これは、私が成果を上げたものではないのですが、警察がいかにいい加減に逮捕するかを示す事案を紹介します。後で私の依頼者となるNが5000万円を当時の顧問弁護士Mの妻に貸し、その妻が暴力団にその金を貸したという事案がありました。その妻が返済期限の平成25年12月9日になっても返すそぶりもないために、同日、ホテルで6時間あまり話し合ったことがありました。暴力団が資金の返済をしないため、Mの妻も返済ができない状況となったものです。その日の会合は、お金を借りた暴力団も時折参加しましたが、NとMの妻の話し合いは円満なもので、途中、集まった人間皆で食事もとっていました。最後の1時間は弁護士であるMも参加していました。ところが、Mの妻が、その話し合いで恐喝されたとして、その会合に参加していた4名程度の人を、恐喝未遂で被害届を出しました。そして、翌年6月3日、4名は、一度の任意捜査もなく、突然、逮捕されました。この事件の場合、Nが、6時間に及ぶ会合を全て録音しており、録音とその反訳を警察に提出することにより、拘留を免れ、6月6日に釈放されています。私には、この警察の捜査手法が理解できません。警察は、このようにいとも簡単に逮捕する場合があります。

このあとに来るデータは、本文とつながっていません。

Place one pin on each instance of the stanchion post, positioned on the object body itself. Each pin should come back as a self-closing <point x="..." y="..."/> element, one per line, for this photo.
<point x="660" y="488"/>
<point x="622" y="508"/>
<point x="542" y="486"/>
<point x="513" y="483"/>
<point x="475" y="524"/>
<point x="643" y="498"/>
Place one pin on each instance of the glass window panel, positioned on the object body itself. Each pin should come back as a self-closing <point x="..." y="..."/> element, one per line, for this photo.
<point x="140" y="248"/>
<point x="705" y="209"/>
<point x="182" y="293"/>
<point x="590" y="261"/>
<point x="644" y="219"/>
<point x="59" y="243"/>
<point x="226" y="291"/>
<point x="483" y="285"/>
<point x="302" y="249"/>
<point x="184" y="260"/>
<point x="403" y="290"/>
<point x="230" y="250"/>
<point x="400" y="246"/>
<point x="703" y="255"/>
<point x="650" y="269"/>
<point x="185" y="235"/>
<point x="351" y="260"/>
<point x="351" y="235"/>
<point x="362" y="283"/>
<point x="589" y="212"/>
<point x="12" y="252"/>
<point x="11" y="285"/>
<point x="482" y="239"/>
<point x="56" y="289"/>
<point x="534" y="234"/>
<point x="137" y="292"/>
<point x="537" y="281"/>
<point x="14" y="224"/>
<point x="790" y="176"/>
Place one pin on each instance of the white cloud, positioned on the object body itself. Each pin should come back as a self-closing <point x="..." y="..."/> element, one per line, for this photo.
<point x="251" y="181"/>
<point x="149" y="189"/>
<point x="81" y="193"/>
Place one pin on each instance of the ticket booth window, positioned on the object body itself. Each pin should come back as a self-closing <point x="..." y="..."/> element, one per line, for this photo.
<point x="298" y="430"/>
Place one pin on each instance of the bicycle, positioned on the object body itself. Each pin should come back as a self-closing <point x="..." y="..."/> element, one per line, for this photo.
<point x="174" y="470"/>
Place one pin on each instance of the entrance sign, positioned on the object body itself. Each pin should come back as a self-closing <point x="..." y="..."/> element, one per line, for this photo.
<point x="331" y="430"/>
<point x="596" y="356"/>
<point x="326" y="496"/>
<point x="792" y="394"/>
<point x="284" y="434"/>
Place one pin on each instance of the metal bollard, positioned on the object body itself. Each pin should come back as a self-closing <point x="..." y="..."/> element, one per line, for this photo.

昨年、4月、私の以前からの依頼者Aが、私文書偽造・詐欺で逮捕されました。Aが、5年くらい前、Bから内装工事を頼まれ、下請としてCを使い、工事を完成しました。Bからは工事代金を受領しましたが、その代金は他の支払いに充ててしまい、Cに支払わなかった。これは単なる債務不履行で、刑事事件にはなりません。ところが、Aは、Cから督促を何度も受け、その督促を一時的に免れるために、B名義でA宛に、工事代金を支払っていないこと、それをいついつに支払いますとの文書を作成し、それをCに渡したとの事案でした。Aは、4月のある日の10時頃、京都下京警察に逮捕されました。私のところにすぐ電話があり、私は12時頃には接見しています。事情を聞き、私は、詐欺ではないと説明しましたが、Aによれば、警察は詐欺だと言っているとのことでした。この事案の場合、私文書偽造は成立しますが、処分行為がなく、詐欺は成立しません。又、私文書偽造は、それだけで逮捕するような犯罪ではありません。検察がどう落としどころをみつけるのか、悩みました。警察に詐欺の立件をあきらめさせるべく、1週間に5日程度の割合で接見に赴き、Aに供述の仕方を教えました(警察は、自分に都合のよい絵を描き、被疑者にその絵に沿った調書を署名させることがよくあります。)。最後は、検察が、私に泣きつき、相手方と示談してくれと言ってきました。当時、Aから別件で1200万円程度のお金を預かっていましたが、その資金は別件のための資金として必要なものでした。示談をするにはその資金を使わざるを得ず、私は余り乗り気ではありませんでした。しかし、Aは一刻でも早く拘留から解放されたく示談を望み、検察も矢の催促で、結局、700万円を支払って示談し、Aは、示談成立と同時に、拘留期限を待たず解放されています。逮捕するには、その被疑事実について、検察官もチェックし、裁判官の令状も必要です。なぜ、この件で、捜査担当者等が、詐欺で逮捕し得たのか、全く不可解です。